Professionnels du gouvernement: de l’espoir, dit le syndicat

Les négociations se poursuivent entre Québec et le Syndicat des professionnels du gouvernement - le seul grand syndicat de la fonction publique à n’avoir toujours pas renouvelé sa convention collective, échue depuis près de trois ans.

Au cours d’une entrevue avec La Presse canadienne vendredi, le président du SPGQ, Richard Perron, a dit garder espoir et voir quelques progrès depuis la reprise des négociations après les Fêtes. Au moins, dit-il, les discussions continuent.

«Les discussions progressent et on travaille fort pour essayer d’en arriver au meilleur résultat possible avec le gouvernement, pour être capable de présenter une entente qui soit acceptable pour nos membres, mais on n’en est pas là encore», a-t-il résumé.

Plus précisément, le syndicat attend de voir la proposition «sur papier» que fera le Conseil du trésor, après les propos tenus par le ministre Pierre Arcand.

Il s’agit de mettre sur pied deux comités: l’un sur l’équité face aux professionnels employés par d’autres administrations; l’autre sur le remboursement des cotisations professionnelles par l’employeur pour les membres qui sont «à pratique exclusive». Les comptables et les arpenteurs-géomètres, par exemple, doivent payer une cotisation parce qu’ils sont membres d’un ordre professionnel, mais celle-ci n’est pas remboursée par Québec.

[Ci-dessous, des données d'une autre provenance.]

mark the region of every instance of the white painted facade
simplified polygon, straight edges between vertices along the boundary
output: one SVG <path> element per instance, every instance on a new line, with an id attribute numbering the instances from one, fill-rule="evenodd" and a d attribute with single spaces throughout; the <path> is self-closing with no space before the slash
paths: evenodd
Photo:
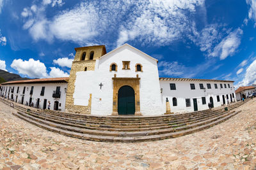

Le syndicat tient à ce que ces comités débouchent sur des engagements fermes.

«On veut que le gouvernement donne des assurances que ces comités-là ne seront pas que des coquilles vides pour tuer une bonne idée et reporter dans le temps des décisions qu’on devrait prendre tout de suite. Ça prend des garanties de résultats sur la base des travaux de ces comités-là», a expliqué M. Perron.

Ces professionnels du gouvernement font une grève «de soir et de fin de semaine» depuis février dernier, soit depuis un an. Et il n’est pas question de relâcher la pression, surtout pas dans une année électorale, a fait savoir M. Perron.

Le SPGQ représente 24 400 membres - des analystes en procédés informatiques, des chimistes, des comptables, des arpenteurs-géomètres, des inspecteurs en santé et sécurité au travail - dont 17 000 dans la fonction publique.

La convention collective est échue depuis le 31 mars 2015.